Deze masterproef omvat de verbetering van het eiwit identificatie proces bij menselijke
kankercellen. Voorafgaande studies hebben aangetoond dat eiwitten vaak rijk zijn aan SNPs
(Single Nucleotide Polymorphisms) en INDELs (INserties en DELeties). Vermoedelijk zal
het toevoegen van deze genetische varianten een positief effect hebben op het aantal
geïdentificeerde eiwitten. Het succes van de inclusie van SNPs in de PROTEOFORMER
pipeline is reeds bewezen. We verwachten echter een additionele verbetering van de eiwit
identificatie procedure wanneer ook de INDELs geïncludeerd worden. Deze hypothese werd
onderzocht door de eiwit identificaties te evalueren via zelf gegenereerde databanken met en
zonder de inclusie van INDELs. Hiervoor werden INDELs afgeleid van ribosoom
profileringsdata gebruikt. Dit heeft geleid tot de validatie van één eiwit dat niet
geïdentificeerd kon worden met de gegenereerde databanken die deze informatie ontbraken.
Ondanks dit een klein, positief effect van INDELs op de eiwit identificatie aantoont, wordt er
in de nabije toekomst een grotere stijging verwacht door het voorzien van extra INDEL
informatie vanuit databanken en het gebruik van betere INDEL detectie methoden.
Tenslotte werd het effect van de INDELs op de eiwit identificatie vergeleken met het effect
van de SNPs. Niettegenstaande er slechts één SNP gevalideerd werd met MS/MS data,
werden er meer dan 100 SNP bevattende eiwitten geïdentificeerd die al dan niet tot een eiwit
groep behoorden. Deze resultaten tonen het belang aan van databanken die afgestemd zijn op
het onderzoek.
xvi
1
1 Introduction and outline
Protein identification plays an important role in a lot of life science studies. This is mostly
based on mass spectrometry (MS) and relies on the availability of annotated protein
sequences in public databases. Therefore, the identification process is limited to the detection
of known proteins. Currently, researchers are trying to address this problem by creating
custom protein sequence databases based on genomic and transcriptomic information. Hence,
novel technologies targeting nucleotide information on translational level are being
developed. This fusion of genomics and transcriptomics studies has led to a new research
area, called proteogenomics.
Ribosome profiling is a relatively new technique enabling the sequencing of ribosome
protected mRNA fragments. Herewith, a snapshot of the translational situation in vivo can be
made. Nowadays, this information is already taken as basis for the construction of custom
protein sequence databases. In order to facilitate this process, an automated pipeline was
designed: the PROTEOFORMER pipeline. Currently, it is already proven that this pipeline
increases the overall protein identification rate in MS-based experiments. However, the
pipeline is still under continuous improvement.
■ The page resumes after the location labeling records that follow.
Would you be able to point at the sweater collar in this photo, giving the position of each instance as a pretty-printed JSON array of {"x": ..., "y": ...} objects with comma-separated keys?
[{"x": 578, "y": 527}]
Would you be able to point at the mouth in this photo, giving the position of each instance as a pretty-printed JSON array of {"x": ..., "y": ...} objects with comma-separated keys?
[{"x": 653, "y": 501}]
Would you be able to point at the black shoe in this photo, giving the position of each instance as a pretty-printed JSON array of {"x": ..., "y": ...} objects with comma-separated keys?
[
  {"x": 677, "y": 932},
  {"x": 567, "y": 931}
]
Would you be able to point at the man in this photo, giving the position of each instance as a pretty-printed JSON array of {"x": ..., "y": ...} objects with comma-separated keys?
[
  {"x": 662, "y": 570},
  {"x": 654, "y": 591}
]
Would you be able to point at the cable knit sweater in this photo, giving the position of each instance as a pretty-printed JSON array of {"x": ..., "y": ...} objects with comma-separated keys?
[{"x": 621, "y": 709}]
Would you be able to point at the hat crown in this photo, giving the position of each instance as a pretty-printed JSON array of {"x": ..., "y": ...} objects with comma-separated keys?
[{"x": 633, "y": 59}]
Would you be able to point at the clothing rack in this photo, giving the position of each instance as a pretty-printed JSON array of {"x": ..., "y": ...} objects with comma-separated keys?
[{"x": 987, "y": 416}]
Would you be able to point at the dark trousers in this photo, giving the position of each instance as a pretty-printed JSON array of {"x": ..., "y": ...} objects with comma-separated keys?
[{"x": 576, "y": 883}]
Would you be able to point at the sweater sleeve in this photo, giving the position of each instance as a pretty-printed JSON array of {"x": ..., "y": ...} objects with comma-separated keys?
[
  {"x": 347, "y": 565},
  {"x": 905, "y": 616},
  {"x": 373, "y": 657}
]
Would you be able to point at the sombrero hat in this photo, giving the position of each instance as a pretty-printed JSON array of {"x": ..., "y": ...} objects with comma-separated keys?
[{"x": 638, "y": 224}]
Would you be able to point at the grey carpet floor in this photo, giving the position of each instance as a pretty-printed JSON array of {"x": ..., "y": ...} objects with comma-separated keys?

In this master thesis, an attempt is made to improve the MS-based protein identification
strategy of human cancer samples. Since proteins can largely be affected by the presence of
SNPs and INDELs in the aforementioned samples, the influence of introducing this
information in the protein identification pipeline is studied. Previously, SNP (Single
Nucleotide Polymorphism) information was added to the pipeline resulting in an overall
increase on the protein identification rate. Here, the focus will mainly be on the addition of
INDELs to the pipeline. In general, the inclusion of INDEL information is expected to have a
positive effect. In addition, the effect of INDELs will be compared with the effect of SNPs by
analyzing the identification rates of custom databases with and without the addition of these
variants based on matching ribosome profiling data from human colorectal cancer cells.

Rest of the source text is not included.